Flow dynamic studies in porcine eyes have demonstrated faster aspiration and reflux velocities when using BTCP.23 Beveled-tip geometry has been reported to prolong high aspirating pressures during the duty cycle and lower tip turbulence at the port opening.23 The improved flow dynamics of the BTCP contribute to faster vitreous aspiration which may account for the shorter vitrectomy times observed in this study.
Our prospective study design included standardized measurement of efficacy and efficiency variables, such as operative times, number of surgical steps and ancillary instrument use. We also conducted correlation analysis to identify associations among variables.
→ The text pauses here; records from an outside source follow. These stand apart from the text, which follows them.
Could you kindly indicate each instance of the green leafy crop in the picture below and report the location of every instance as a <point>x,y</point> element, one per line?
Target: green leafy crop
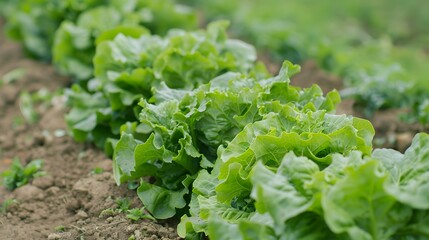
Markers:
<point>18,175</point>
<point>184,132</point>
<point>75,41</point>
<point>356,196</point>
<point>127,69</point>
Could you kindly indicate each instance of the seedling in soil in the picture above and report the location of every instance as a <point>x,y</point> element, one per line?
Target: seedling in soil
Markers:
<point>60,228</point>
<point>12,76</point>
<point>18,175</point>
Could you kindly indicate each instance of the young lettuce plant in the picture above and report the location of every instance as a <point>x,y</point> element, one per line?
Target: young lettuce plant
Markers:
<point>357,196</point>
<point>183,132</point>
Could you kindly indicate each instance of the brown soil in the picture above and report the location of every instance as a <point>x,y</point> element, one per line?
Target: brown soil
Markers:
<point>69,196</point>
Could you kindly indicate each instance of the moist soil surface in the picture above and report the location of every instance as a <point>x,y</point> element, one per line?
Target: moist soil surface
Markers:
<point>66,203</point>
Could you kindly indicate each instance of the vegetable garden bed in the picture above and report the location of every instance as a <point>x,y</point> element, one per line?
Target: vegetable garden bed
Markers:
<point>213,144</point>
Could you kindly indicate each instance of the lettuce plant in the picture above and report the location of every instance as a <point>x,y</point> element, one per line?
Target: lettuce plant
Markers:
<point>383,195</point>
<point>127,69</point>
<point>183,132</point>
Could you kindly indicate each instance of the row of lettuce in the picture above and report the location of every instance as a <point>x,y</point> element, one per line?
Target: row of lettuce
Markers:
<point>205,133</point>
<point>379,48</point>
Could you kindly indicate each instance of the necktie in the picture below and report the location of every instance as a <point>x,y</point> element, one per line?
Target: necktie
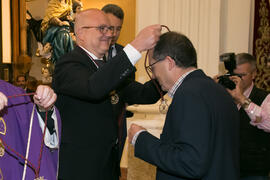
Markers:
<point>112,52</point>
<point>99,62</point>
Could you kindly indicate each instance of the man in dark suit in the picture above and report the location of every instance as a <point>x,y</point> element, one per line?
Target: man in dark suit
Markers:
<point>86,92</point>
<point>253,104</point>
<point>200,135</point>
<point>116,17</point>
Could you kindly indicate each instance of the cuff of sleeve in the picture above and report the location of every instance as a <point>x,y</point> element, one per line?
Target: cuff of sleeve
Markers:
<point>134,139</point>
<point>132,54</point>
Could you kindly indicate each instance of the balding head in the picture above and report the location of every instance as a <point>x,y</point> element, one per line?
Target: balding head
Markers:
<point>88,25</point>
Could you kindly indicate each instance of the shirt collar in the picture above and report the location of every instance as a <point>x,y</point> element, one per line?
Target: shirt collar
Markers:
<point>172,91</point>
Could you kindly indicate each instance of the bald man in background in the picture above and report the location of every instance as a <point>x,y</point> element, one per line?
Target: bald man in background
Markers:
<point>85,85</point>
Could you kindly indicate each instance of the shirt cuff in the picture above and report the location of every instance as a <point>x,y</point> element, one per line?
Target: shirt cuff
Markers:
<point>134,139</point>
<point>50,140</point>
<point>132,54</point>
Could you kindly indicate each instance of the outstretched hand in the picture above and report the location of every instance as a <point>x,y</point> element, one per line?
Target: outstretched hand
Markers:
<point>147,38</point>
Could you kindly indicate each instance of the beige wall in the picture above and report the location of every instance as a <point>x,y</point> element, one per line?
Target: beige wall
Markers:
<point>129,6</point>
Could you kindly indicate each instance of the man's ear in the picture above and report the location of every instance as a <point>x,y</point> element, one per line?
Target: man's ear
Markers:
<point>171,62</point>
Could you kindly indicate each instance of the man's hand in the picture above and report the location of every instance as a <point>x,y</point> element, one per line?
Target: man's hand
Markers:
<point>44,97</point>
<point>132,131</point>
<point>237,93</point>
<point>3,101</point>
<point>147,38</point>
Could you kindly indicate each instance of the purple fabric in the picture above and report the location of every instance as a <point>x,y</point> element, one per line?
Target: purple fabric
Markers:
<point>17,119</point>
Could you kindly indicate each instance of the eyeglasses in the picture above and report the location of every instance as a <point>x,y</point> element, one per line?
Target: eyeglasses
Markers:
<point>116,28</point>
<point>101,29</point>
<point>149,68</point>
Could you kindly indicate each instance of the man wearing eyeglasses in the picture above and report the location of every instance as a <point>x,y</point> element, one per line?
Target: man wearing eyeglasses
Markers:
<point>254,109</point>
<point>199,139</point>
<point>86,86</point>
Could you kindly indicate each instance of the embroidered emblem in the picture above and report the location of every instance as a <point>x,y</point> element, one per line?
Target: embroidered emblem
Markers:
<point>2,149</point>
<point>3,127</point>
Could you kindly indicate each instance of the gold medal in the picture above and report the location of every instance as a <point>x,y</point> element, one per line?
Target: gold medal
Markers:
<point>2,149</point>
<point>163,107</point>
<point>114,98</point>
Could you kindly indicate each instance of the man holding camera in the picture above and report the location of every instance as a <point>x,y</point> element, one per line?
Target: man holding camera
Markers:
<point>254,110</point>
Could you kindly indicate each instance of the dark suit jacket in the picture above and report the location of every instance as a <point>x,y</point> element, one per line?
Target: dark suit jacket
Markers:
<point>89,148</point>
<point>200,135</point>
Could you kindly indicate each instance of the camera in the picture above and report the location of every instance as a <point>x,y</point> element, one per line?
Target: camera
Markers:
<point>230,64</point>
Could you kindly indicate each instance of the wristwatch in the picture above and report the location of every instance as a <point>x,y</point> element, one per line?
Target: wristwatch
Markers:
<point>246,103</point>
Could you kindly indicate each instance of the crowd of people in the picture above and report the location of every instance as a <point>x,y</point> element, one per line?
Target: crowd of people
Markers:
<point>75,127</point>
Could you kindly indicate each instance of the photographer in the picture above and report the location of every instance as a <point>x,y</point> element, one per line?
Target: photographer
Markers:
<point>254,111</point>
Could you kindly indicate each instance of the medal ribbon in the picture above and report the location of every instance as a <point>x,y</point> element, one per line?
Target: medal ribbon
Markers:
<point>36,170</point>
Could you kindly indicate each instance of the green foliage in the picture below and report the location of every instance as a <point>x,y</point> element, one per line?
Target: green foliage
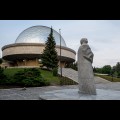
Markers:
<point>49,57</point>
<point>117,67</point>
<point>2,76</point>
<point>73,66</point>
<point>55,71</point>
<point>30,77</point>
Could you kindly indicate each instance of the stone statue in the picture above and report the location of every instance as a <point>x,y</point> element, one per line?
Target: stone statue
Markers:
<point>85,70</point>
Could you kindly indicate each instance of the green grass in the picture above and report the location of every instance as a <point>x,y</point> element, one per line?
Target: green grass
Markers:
<point>48,75</point>
<point>11,71</point>
<point>109,78</point>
The inclusion of various VR conditions makes our results applicable to common indications.
The small patient population in our study prevents detection of rare events such as endophthalmitis, choroidal bleed, and subretinal migration of tamponade agents. A larger surgeon population may decrease potential data collection bias. The use of a single gauge MIVS system prevented comparison to other cutter probes. Masking procedures were not possible for this study potentially leading to subjective bias. Larger, randomized, controlled trials involving multiple surgeons are needed to fully compare the different probe designs.
In conclusion, an ultra-high speed, 25G, BTCP appears effective and safe for treating a variety of VR conditions and may reduce the use of ancillary instrumentation and operative time. Further studies are needed to fully elucidate the advantages and limitations of this novel probe design.